US lawmakers have publicly backed Christian MP Dr Päivi Räsänen, who faces a second trial in Finland for alleged “hate speech” after sharing the Bible’s teaching on homosexuality.
In a letter to the US Ambassador-at-Large for International Religious Freedom and the US Ambassador to Finland, 16 Congress members denounced “the legal assault” on the parliamentarian.
Last year, Helsinki District Court acquitted Dr Räsänen, stating that it could find no justification to censor her exercise of free speech. But following an appeal, she has been summoned to attend a new trial starting in the coming weeks.
Signatories to the letter, including Chip Roy and Debbie Lesko, told the Ambassadors they feared that Finland’s legal system was being ‘weaponised’ to silence Christians.
And they warned that the “natural rights to freedom of expression and freedom of religion in the public square” for Finnish Christians were in jeopardy.
The letter stated: “No American, no Finn, and no human should face legal harassment for simply living out their religious beliefs.”

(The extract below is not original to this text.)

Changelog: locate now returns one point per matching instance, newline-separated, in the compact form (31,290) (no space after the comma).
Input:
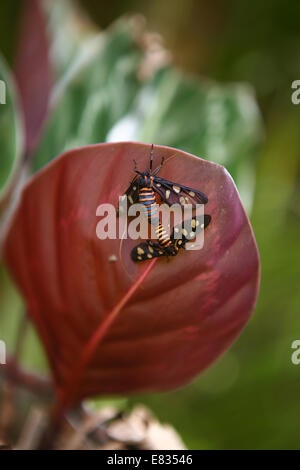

Congress members also wrote expressing their support for Dr Räsänen’s co-defendant, who was similarly cleared of ‘hate speech’ in 2021 for publishing and circulating the MP’s 2004 pamphlet, written in defence of traditional marriage.
Speaking last month, Dr Räsänen stated: “I have been subjected to a legal process that has already lasted for more than four years for the alleged ‘crime’ of sharing my Christian beliefs in public.”
She branded it “a modern-day inquisition and a theological examination of my beliefs”, which churches have taught “for two thousand years”.
“Sexual relations outside marriage are against God’s will, as are same-sex relationships. I will not back off from this viewpoint. At the same time, I have emphasised that every one of us is sinful in front of God. The solution to sin is not denying its reality but accepting God’s grace through Jesus’ redemptive sacrifice.”
Dr Räsänen, whose case is supported by religious liberty group Alliance Defending Freedom International, has warned that, if required, she will take her case to the Supreme Court of Finland and the European Court of Human Rights.